Just an imperfect person being refined to be complete and not lacking anything.
Thursday, January 1, 2015
My BEST year
This past year has been one of the BEST years I've ever had! If you know me personally, and are aware of the challenges we've faced, you might be a bit surprised that I'm calling it my best year.
Probably my most favorite book of the bible is James. James 1:2-4 has been quoted to me and by me, but I don't think I really understood how to live it.
Consider it pure joy, my brothers and sisters, whenever you face trials of many kinds, because you know that the testing of your faith produces perseverance. Let perseverance finish its work so that you may be mature and complete, not lacking anything.
Some of what I prayed in 2014:
Jesus,
Pure joy? Seriously? How do I have pure joy when my husband has lost job after job (nearly 15 jobs) over the past 5 years? Why should I be thankful when my van has broken down about 25 times (not even exaggerating) in the last year? Am supposed to be happy about being homeless for an entire year now? Let's not even talk about the living conditions! Will my step daughter ever come over again? It's been two years and she was my best friend. What about all those lonely nights I spent, sitting alone in the dark, wondering if my husband would ever stop drinking, or if he even loved me. And all the times I felt so lonely and isolated; all the times I felt like you were striping away every person I wanted to find comfort in at the times I needed them the most! Where is the joy in that!?!? I'm drowning and you seem so far away, Lord rescue me! I'm breaking.
You know the desires of my heart. You know I want to honor you in all I do. I want my family to always glorify you. I want to be a light in the world. I want people to be attracted to me because they can see and feel Jesus when they are with me. I want to be your humble servant, show me how. Please God rescue and CHANGE my heart. Break it for what breaks yours. Transform my will to yours.
And sweet Jesus answered me with pure, beautiful, truths:
My child,
You are precious in my sight. I know the desires of your heart and I give generously to those who ask. YOU were CHOOSEN for this purpose, for these tasks, and I will make you strong and hold you up with my righteous right hand. When you call for help, I will rescue you and comfort you. Do not be afraid for I am with you. You will be royalty in my kingdom, and I will show my glory through you wherever you go.

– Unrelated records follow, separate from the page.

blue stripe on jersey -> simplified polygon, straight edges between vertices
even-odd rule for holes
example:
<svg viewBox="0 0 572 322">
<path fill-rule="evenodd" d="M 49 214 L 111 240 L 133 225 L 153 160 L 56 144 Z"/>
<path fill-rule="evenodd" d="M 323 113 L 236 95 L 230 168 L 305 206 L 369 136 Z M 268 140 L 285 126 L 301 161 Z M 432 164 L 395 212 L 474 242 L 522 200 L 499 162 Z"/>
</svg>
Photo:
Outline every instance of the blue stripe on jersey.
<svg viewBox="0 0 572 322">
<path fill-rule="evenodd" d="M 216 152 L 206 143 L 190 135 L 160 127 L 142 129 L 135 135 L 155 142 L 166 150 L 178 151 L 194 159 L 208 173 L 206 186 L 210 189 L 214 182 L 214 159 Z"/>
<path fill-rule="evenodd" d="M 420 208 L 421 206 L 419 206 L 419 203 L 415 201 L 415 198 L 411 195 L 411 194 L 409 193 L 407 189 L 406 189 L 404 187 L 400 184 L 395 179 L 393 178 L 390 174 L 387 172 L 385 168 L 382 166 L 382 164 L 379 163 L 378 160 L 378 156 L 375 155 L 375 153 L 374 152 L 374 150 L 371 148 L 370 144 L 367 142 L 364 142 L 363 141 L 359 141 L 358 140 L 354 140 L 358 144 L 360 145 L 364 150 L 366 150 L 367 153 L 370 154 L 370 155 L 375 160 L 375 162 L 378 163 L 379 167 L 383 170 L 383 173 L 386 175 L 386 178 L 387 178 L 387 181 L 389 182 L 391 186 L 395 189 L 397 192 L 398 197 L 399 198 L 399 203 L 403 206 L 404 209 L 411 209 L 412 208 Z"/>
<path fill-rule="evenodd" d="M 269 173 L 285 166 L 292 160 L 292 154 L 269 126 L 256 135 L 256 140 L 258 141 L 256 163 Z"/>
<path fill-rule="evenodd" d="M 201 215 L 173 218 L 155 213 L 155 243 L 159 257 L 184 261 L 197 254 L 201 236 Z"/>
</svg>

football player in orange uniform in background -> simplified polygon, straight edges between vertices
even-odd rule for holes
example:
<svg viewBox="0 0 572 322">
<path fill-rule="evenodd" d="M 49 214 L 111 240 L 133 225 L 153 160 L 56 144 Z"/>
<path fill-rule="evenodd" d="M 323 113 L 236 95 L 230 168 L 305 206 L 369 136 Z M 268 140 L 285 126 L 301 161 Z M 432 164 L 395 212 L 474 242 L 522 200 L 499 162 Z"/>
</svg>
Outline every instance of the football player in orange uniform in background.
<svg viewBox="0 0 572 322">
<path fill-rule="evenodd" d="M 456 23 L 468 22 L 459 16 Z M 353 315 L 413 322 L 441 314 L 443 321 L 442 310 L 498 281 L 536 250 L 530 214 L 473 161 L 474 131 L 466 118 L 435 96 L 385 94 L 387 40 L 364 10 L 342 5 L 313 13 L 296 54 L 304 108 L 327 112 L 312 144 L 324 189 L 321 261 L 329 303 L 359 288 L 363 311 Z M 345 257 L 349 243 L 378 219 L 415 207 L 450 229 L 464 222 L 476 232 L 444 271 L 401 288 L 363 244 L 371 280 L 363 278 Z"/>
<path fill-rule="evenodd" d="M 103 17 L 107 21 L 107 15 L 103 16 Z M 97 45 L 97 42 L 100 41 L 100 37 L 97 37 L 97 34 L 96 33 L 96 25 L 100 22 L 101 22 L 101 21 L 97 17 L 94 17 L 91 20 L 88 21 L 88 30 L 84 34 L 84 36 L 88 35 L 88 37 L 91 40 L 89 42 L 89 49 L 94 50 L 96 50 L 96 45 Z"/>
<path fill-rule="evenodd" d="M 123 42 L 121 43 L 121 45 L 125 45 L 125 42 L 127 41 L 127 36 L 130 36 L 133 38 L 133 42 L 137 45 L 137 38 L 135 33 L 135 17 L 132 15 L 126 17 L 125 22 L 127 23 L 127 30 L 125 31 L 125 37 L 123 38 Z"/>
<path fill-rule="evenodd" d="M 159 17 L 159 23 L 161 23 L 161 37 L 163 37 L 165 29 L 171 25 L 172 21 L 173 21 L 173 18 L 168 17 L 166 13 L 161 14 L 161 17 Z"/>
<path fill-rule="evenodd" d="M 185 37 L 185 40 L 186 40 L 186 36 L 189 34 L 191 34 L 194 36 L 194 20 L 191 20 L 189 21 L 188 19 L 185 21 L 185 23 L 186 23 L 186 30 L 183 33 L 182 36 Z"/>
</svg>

Gasp! Me? Royalty? I am not worthy of such a title! I am a broken sinner. I have so many flaws, and I fail time and time again with the same struggles! Wait, what did God say to me? I asked for wisdom. I have asked for desire and passion. I pleaded for my heart to break like Jesus heart breaks. I've asked to have compassion and to be able to encourage others. I've asked for so many things, and I desperately want these attributes!The ONLY way to get these things is through perseverance in trials.
Every trial, every sharp and stabbing pain, every lonely night, every tear is for gain. Gaining what our hearts truly desire! God couldn't use me much with the condition my heart was in before. I ASKED for Him to transform me. It took a long time for me to really see what God was doing in my heart. I was angry, jealous, and I had a lot of self pity. I resisted for quite some time which slowed the process down, but when I finally let go and relinquished my control, the work began to take root and growth happened. I can see and feel the places in my heart that God has taken out and filled in with His mercy. I am so incredibly different from who I was at the beginning of this year. To look at my old self and see the progress is pure joy my friends. Now am so thankful for every situation and circumstance that has left me with only God to hold onto. God had to strip certain idols from my life, out of my heart, for me to desperately want Him. I may be being prepared for even more difficult trials, but now I face them with boldness and courage, warped up in Joy for what He is doing in my heart, that I am powerless to do.
We are the branches and He is the vine. He has to prune us to get more growth. If you are being pruned you are being prepared for greatness! Find joy in the midst of your brokenness with faith that God is making you new!
One night a few months ago I was out running some errands, and I like to worship when I'm driving. I was sing quite loudly and asking God desperately to show me just a twinge of His glory. I believed that he would and when He did I was breathless! When you ask without doubt and with that kind of passion you'll be speechless at the outcome. Pray with passion and desire. Speak from the very depths of your being!
So, 2014 is thus far, my best year! It's my best year because the deep desires of my heart are to be like Jesus, and never in my life have I experienced so much growth in such a short time. I am SO very excited to see what God brings for me and my family in 2015!!
Progress report:
My husband has quit drinking!! And I KNOW he loves me. We both quit smoking! (I'm still a bit uneasy putting that out there because I really tried to hide it from everyone that I was a smoker, but I believe that's just a pride struggle so I'm being vulnerable with that one)
We have had a complete relationship healing with my step daughter. I've also seen huge growth in my kids. My husband has also become a spiritual leader in our home for the first time, and I cannot even begin to describe the amount of growth he has had in the last few months! These are just the most visible blessings we've seen this year, and I expect more to come VERY soon.